Disclaimer: Most of the contents are from HTKBook, this is just a summary based on my own Chinese Digit Recognition Dataset
Development Platform
OS: Linux 4.9.27-1
Tools: Wavesurfer, HTK, Python2.7
Data Set Segregation
The data set that we will be using is provided by NCTUDS-100 DATABASE. The file format will be stored as follow:
md010101.pcm ==> male,group-01,speaker-01,sentence-01 fd020301.pcm ==> female,group-02,speaker-03,sentence-01 md030501.pcm ==> male,group-03,speaker-05,sentence-01
We will be using speakers x0 as our test dataset and others as training dataset. To do this, we will need to separate them. The way I separate them is as follows:
Data Preparation
Before data can be recorded:
- Phone set must be defined
- Task grammar must be defined
Grammar
For voice dialing application, an example grammar would be:
$digit = ONE | TWO | THREE | FOUR | FIVE | SIX | SEVEN | EIGHT | NINE | OH | ZERO; $name = [ JOOP ] JANSEN | [ JULIAN ] ODELL | [ DAVE ] OLLASON | [ PHIL ] WOODLAND | [ STEVE ] YOUNG; ( SENT-START ( DIAL <$digit> | (PHONE|CALL) $name) SENT-END )
In our application, our Grammar would look like this:
$digit = ling | yi | er | san | si | wu | liu | qi | ba | jiu; ( SENT-START <$digit> SENT-END )
HParse gram wdnet
will create an equivalent word network in the file wdnet
The Dictionary
For our task, we can easily create a list of required words by hand. In more complicated task where the data set is large. We would need a global dictionary where word to phone mapping is provided. HDMan would be useful here as shown in the diagram below:
HDMan -m -w wlist -n monophones1 -l dlog dict beep names
Creating Transcription Files
First, we would need to generate a word level transcription. Since the data set that we are given is labelled, we can generate the word level transcript using that label file. We will write a script using Python to convert the labels given to the format needed by HTK.

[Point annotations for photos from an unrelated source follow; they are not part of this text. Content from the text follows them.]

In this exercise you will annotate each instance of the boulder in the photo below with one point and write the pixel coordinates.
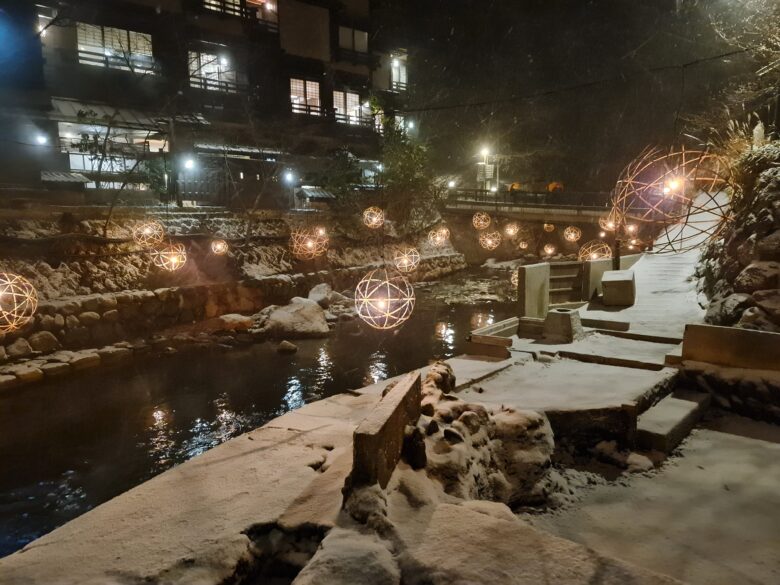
(320, 294)
(301, 318)
(44, 341)
(235, 322)
(286, 347)
(19, 348)
(728, 310)
(761, 275)
(346, 557)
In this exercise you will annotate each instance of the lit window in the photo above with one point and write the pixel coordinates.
(305, 96)
(353, 39)
(347, 106)
(212, 72)
(398, 73)
(115, 48)
(224, 6)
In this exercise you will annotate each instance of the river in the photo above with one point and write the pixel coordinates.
(68, 446)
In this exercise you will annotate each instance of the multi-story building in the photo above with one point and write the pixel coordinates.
(212, 100)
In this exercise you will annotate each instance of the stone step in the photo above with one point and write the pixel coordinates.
(665, 425)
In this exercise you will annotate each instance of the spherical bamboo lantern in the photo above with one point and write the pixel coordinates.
(307, 244)
(384, 300)
(149, 234)
(480, 220)
(219, 247)
(406, 259)
(373, 217)
(170, 257)
(572, 234)
(439, 236)
(594, 250)
(18, 301)
(490, 240)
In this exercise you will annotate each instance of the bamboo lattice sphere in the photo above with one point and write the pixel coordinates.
(682, 191)
(439, 236)
(373, 217)
(572, 234)
(149, 234)
(480, 220)
(307, 244)
(490, 240)
(219, 247)
(170, 257)
(406, 259)
(594, 250)
(18, 301)
(384, 301)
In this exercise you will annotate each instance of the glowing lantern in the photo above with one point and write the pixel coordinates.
(572, 234)
(374, 217)
(219, 247)
(594, 250)
(480, 220)
(18, 301)
(170, 257)
(308, 244)
(489, 240)
(406, 259)
(149, 234)
(439, 236)
(384, 301)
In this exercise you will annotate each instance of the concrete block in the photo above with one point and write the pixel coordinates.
(379, 438)
(562, 326)
(731, 347)
(619, 288)
(533, 289)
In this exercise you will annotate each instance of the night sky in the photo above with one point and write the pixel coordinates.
(466, 51)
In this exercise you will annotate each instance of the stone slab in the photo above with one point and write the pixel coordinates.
(379, 438)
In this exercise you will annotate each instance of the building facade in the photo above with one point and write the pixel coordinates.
(211, 101)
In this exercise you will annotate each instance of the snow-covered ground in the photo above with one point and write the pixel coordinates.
(709, 517)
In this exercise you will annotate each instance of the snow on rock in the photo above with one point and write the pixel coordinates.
(347, 557)
(301, 318)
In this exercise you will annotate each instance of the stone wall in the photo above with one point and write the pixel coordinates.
(740, 272)
(99, 319)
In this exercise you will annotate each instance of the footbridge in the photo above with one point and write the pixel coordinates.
(561, 206)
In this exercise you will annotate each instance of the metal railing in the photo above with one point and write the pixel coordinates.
(595, 200)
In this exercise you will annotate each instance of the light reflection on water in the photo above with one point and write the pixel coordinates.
(95, 437)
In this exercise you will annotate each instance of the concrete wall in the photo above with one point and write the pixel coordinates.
(304, 30)
(593, 270)
(732, 347)
(533, 290)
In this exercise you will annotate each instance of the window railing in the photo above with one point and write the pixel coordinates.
(307, 109)
(209, 84)
(114, 60)
(355, 120)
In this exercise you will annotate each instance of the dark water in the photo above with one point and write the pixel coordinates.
(67, 447)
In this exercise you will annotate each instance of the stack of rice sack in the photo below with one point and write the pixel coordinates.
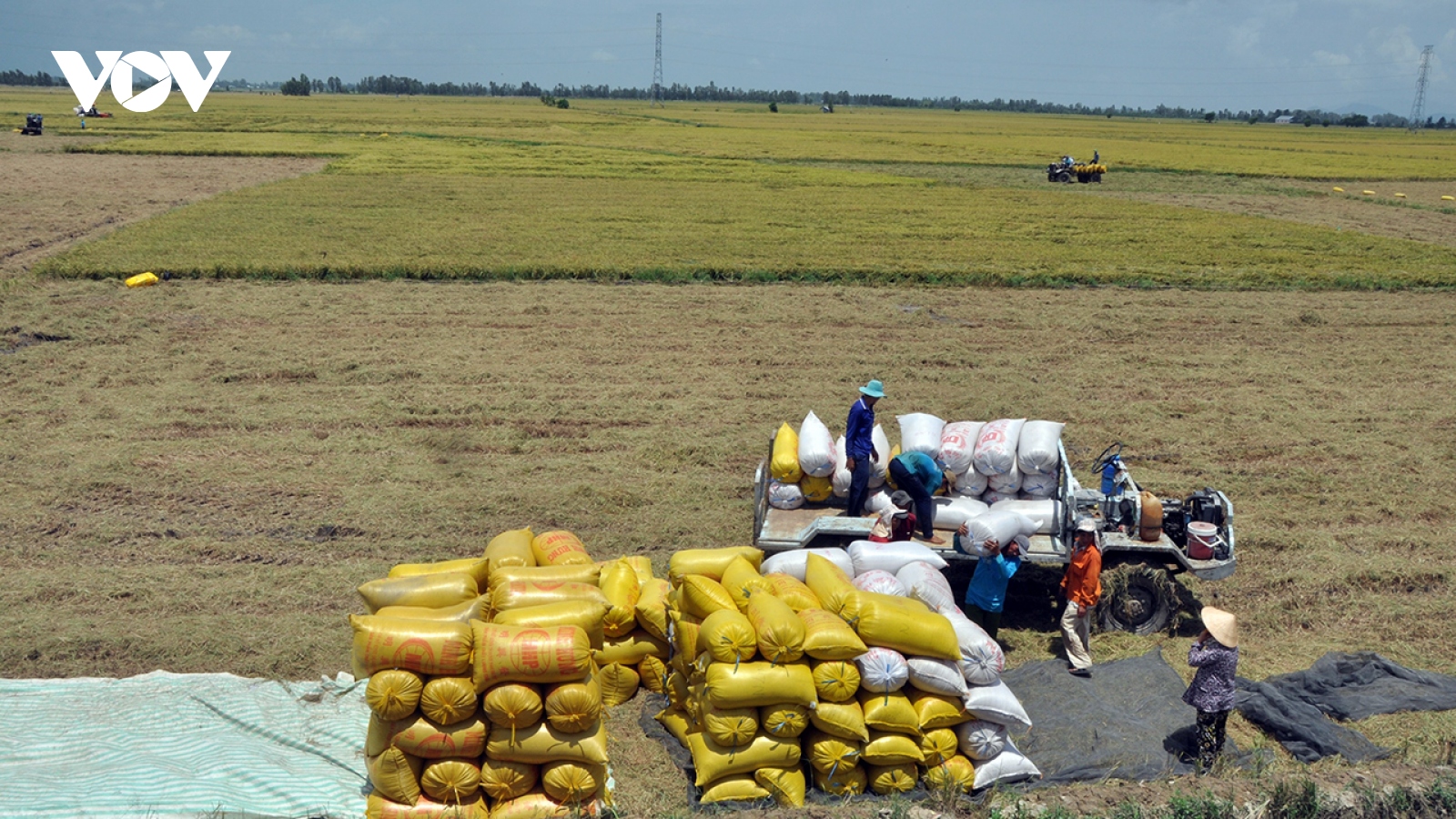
(484, 680)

Conversion of Word-level to Phone-level Transcription
We would need to generate a phone-level transcription for further processing. Here, our phone would be the same as our word for ease of implementation.
The dictionary that we will be using is hand-crafted as shown below:
The command to do this conversion would be:
HLEd -l '*' -d dict -i phones0.mlf mkphones0.led words.mlf
The contents of mkphones0.led would be:
EX IS sil sil DE sp
- EX: Replace each word in words.mlf by the corresponding pronunciation in the dictionary file dict.

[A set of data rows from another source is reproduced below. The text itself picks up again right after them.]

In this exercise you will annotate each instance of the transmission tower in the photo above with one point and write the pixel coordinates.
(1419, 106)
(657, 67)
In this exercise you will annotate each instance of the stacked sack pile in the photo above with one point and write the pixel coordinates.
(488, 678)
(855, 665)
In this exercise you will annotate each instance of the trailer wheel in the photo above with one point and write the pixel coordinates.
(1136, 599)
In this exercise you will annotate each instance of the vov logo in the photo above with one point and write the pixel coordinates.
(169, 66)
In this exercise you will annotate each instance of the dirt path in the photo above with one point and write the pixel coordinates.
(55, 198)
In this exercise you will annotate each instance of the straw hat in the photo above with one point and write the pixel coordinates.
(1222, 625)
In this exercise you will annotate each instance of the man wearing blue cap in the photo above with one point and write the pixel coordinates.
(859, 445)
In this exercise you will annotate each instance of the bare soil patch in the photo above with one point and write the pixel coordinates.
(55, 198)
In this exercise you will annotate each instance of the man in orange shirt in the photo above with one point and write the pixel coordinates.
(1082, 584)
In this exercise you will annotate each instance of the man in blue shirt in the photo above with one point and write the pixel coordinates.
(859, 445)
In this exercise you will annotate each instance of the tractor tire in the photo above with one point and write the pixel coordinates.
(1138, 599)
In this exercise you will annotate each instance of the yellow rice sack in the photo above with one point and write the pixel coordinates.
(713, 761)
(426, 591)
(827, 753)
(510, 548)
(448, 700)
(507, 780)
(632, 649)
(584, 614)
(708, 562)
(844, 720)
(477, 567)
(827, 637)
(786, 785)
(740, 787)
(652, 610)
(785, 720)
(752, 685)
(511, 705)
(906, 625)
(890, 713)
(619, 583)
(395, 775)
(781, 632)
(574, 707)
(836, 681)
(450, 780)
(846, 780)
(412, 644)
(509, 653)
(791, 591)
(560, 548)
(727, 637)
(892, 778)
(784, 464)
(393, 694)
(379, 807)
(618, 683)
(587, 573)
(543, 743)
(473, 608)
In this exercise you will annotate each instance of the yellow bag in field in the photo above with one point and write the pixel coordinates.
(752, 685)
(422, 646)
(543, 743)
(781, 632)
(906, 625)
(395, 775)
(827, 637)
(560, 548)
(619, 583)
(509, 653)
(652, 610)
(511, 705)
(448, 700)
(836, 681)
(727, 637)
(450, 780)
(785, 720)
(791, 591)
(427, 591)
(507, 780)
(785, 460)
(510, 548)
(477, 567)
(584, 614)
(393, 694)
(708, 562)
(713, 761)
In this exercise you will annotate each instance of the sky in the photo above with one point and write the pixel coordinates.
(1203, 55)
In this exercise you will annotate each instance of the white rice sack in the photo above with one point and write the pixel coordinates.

- IS: Inserts a silence model sil at the start and end of every utterance.
- DE: Deletes all short-pause sp labels, which are not wanted in the transcription labels at this point.
Feature Extraction
Next, we would need to extract MFCC features from our audio data. HCopy will be used here.

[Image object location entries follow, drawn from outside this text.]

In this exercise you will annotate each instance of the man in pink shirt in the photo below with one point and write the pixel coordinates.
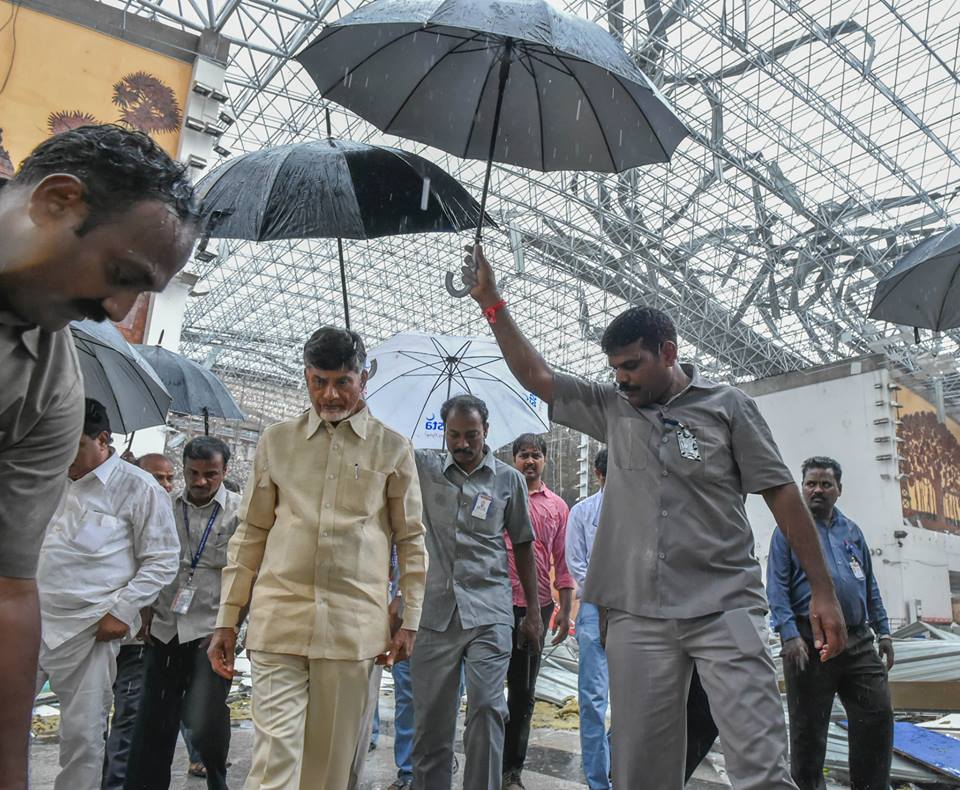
(548, 514)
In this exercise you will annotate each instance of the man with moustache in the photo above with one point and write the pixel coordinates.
(93, 217)
(178, 681)
(471, 500)
(110, 550)
(857, 675)
(330, 492)
(128, 685)
(673, 560)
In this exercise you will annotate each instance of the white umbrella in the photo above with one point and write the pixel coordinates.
(412, 374)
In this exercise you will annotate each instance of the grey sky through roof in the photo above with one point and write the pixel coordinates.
(825, 141)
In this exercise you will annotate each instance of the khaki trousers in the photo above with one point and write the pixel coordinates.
(307, 718)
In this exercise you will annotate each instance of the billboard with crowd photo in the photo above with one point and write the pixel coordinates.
(930, 457)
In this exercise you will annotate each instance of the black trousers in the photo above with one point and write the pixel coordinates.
(521, 685)
(126, 699)
(860, 678)
(178, 681)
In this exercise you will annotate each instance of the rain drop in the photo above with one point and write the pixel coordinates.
(425, 194)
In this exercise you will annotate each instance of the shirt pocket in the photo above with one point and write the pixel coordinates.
(490, 527)
(95, 530)
(629, 443)
(362, 492)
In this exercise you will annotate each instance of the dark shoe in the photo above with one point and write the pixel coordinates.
(197, 770)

HCopy -T 1 -C wav_config "wave file" "mfcc file" or HCopy -T 1 -C wav_config -S mfc_train.scp
wav_config
Creating Monophone HMMs
Here, we will be creating a single-Gaussian monophone HMMs. At first, there’ll be a set of identical monophone HMMs in which every mean and variance is identical. These are then retrained, short-pause models are added and the silence model is extended slightly. The monophones are then retrained.
Once reasonable monophone HMMs have been created, the recogniser tool HVite can be used to perform a forced alignment of the training data.
Creating Flat Start Monophone
The parameters of this model are not important, its purpose is to define the model topology. For phone-based systems, a good topology to use is 3-state left-right with no skips such as the following:
where each ellipsed vector is of length 39. This number, 39, is computed from the length of the parameterised static vector (MFCC 0 = 13) plus the delta coefficients (+13) plus the acceleration coefficients (+13).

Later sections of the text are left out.